I love aneries! If I ever get another corn it will be some type of anery, I think.

I had one that small escape on me. The exact night I got him to be exact. I found him one month later, to the day. He was in a tank on the second floor of my house. I found him in the basement office, heh. It just shows the resilience of snakes! He was skinny when I found him back but eating very vigorously in no time at all.

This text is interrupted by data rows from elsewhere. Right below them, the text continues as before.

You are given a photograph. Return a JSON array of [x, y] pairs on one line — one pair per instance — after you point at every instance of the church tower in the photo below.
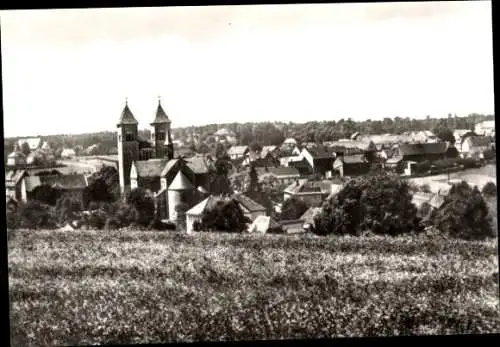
[[128, 146], [160, 134]]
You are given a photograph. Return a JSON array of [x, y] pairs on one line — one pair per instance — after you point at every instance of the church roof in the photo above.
[[150, 168], [161, 116], [180, 182], [127, 118]]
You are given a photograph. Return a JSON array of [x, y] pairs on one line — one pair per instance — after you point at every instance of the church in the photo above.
[[175, 182]]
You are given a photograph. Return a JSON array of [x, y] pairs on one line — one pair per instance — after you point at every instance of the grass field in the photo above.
[[146, 287], [478, 177]]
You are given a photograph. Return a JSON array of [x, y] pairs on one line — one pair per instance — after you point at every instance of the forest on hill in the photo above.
[[270, 133]]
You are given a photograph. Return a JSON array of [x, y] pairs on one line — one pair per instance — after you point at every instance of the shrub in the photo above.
[[464, 214], [34, 215], [489, 189], [226, 215], [293, 208], [144, 205], [382, 204]]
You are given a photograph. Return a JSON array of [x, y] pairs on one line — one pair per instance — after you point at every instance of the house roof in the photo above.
[[33, 142], [262, 224], [394, 160], [197, 164], [127, 117], [160, 116], [150, 168], [15, 176], [180, 182], [280, 171], [353, 159], [69, 182], [290, 140], [204, 205], [422, 148], [168, 166], [248, 203], [237, 150], [308, 216], [479, 141], [320, 152]]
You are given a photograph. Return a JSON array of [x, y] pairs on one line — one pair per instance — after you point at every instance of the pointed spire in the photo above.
[[127, 117], [160, 117]]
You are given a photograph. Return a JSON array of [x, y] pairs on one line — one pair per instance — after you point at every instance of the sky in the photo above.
[[70, 71]]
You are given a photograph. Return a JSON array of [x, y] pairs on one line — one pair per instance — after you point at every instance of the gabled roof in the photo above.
[[160, 117], [204, 205], [197, 164], [422, 148], [127, 118], [308, 216], [150, 168], [353, 159], [181, 182], [68, 182], [262, 224], [248, 203], [280, 171], [321, 152], [479, 141], [237, 150], [33, 142], [15, 176]]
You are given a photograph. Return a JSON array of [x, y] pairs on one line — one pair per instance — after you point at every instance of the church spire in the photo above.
[[160, 116], [127, 116]]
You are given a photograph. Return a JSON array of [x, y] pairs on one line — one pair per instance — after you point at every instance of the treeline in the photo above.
[[268, 133]]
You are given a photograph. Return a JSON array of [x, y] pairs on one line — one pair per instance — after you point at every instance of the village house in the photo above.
[[351, 165], [311, 192], [475, 145], [13, 183], [34, 143], [69, 184], [237, 152], [283, 175], [421, 151], [224, 135], [486, 128], [265, 225], [319, 158]]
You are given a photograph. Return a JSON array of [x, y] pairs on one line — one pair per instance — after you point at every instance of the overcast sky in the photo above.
[[69, 71]]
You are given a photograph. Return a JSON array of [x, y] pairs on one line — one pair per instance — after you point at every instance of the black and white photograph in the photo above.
[[249, 172]]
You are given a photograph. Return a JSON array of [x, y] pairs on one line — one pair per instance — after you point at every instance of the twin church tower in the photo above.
[[132, 147]]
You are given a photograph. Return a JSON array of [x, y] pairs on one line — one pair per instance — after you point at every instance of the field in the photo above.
[[478, 177], [146, 287]]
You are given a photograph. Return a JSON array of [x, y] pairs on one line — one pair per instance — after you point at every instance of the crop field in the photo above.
[[477, 176], [97, 287]]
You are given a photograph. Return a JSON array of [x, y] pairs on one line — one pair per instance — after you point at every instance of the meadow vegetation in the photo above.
[[94, 287]]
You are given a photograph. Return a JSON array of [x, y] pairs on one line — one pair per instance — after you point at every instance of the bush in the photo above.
[[464, 214], [381, 204], [32, 215], [226, 215], [293, 208], [490, 189], [143, 204]]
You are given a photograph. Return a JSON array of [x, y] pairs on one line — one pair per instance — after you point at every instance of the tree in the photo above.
[[381, 204], [226, 215], [464, 213], [25, 148], [47, 194], [444, 134], [293, 208], [143, 204], [489, 189]]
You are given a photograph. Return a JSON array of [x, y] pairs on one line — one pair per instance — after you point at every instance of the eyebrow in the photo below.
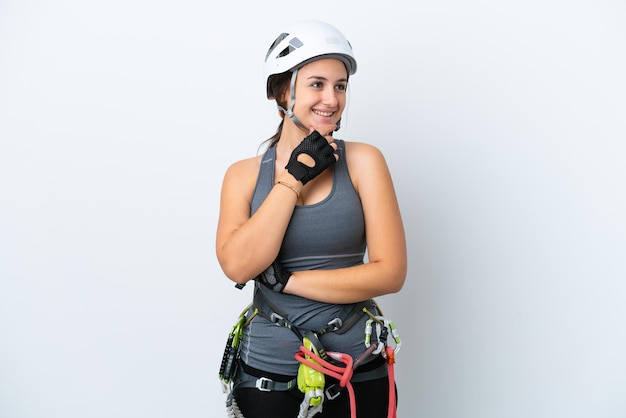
[[317, 77]]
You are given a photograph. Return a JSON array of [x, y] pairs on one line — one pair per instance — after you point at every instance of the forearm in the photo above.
[[254, 245], [348, 285]]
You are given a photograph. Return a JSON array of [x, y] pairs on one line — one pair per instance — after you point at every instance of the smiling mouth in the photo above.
[[325, 114]]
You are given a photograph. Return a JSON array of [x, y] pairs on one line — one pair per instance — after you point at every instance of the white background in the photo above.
[[504, 127]]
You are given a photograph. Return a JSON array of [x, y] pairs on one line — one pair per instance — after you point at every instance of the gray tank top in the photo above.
[[326, 235]]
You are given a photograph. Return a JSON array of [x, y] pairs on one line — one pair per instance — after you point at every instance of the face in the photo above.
[[321, 92]]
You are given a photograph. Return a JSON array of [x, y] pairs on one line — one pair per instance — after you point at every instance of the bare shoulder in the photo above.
[[366, 164], [360, 155], [241, 175]]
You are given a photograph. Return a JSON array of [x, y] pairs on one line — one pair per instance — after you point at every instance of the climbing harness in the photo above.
[[315, 362]]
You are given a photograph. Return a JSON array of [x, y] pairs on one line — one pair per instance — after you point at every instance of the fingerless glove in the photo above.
[[316, 147]]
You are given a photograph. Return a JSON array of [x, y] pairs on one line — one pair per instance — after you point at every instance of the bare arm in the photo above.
[[245, 244], [386, 270]]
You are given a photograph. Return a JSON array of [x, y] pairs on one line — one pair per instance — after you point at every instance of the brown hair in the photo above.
[[278, 86]]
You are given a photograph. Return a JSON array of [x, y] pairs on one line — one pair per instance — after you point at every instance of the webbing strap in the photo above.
[[272, 313]]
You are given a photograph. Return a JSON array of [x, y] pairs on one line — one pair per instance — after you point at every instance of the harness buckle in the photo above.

Best of luck with the little one. They make great pets.


----------



## ICEE (Feb 3, 2007)

Nice pickup maknwar


----------



## RedneckR0nin (Nov 5, 2008)

Cool looking thing fer sure, How big does it get??


----------



## maknwar (Jul 16, 2007)

should get about 5 feet or so. Hopefully not much bigger than that. I dont think I will be power feeding it like I do my fish.


----------



## SERRAPYGO (Feb 4, 2003)

Me like!


----------



## maknwar (Jul 16, 2007)

It just shed for the first time for me. Now I hope it will eat.


----------



## Mettle (Dec 29, 2003)

Has it eaten since you got it?


----------



## maknwar (Jul 16, 2007)

No it has not ate yet for me. It ate 3 times before I got it so I hope that I can find it and get it fed.


----------



## THE BLACK PIRANHA (Dec 8, 2003)

good lookin little snake


----------



## maknwar (Jul 16, 2007)




----------



## joey'd (Oct 26, 2005)

nice progress so far.
i see he hatched in aug, how big do these lil suckers get to be?
is that a live pinky you were feeding him?
best of luck


----------



## maknwar (Jul 16, 2007)

No, its a pre killed pinky. Should get around 5 foot maybe?


----------



## His Majesty (Apr 5, 2005)

woot the lil bugger has grown


----------



## Murphy18 (Oct 17, 2008)

Nice little Aneristic!! they can be really lively and quick little buggers when they want.


----------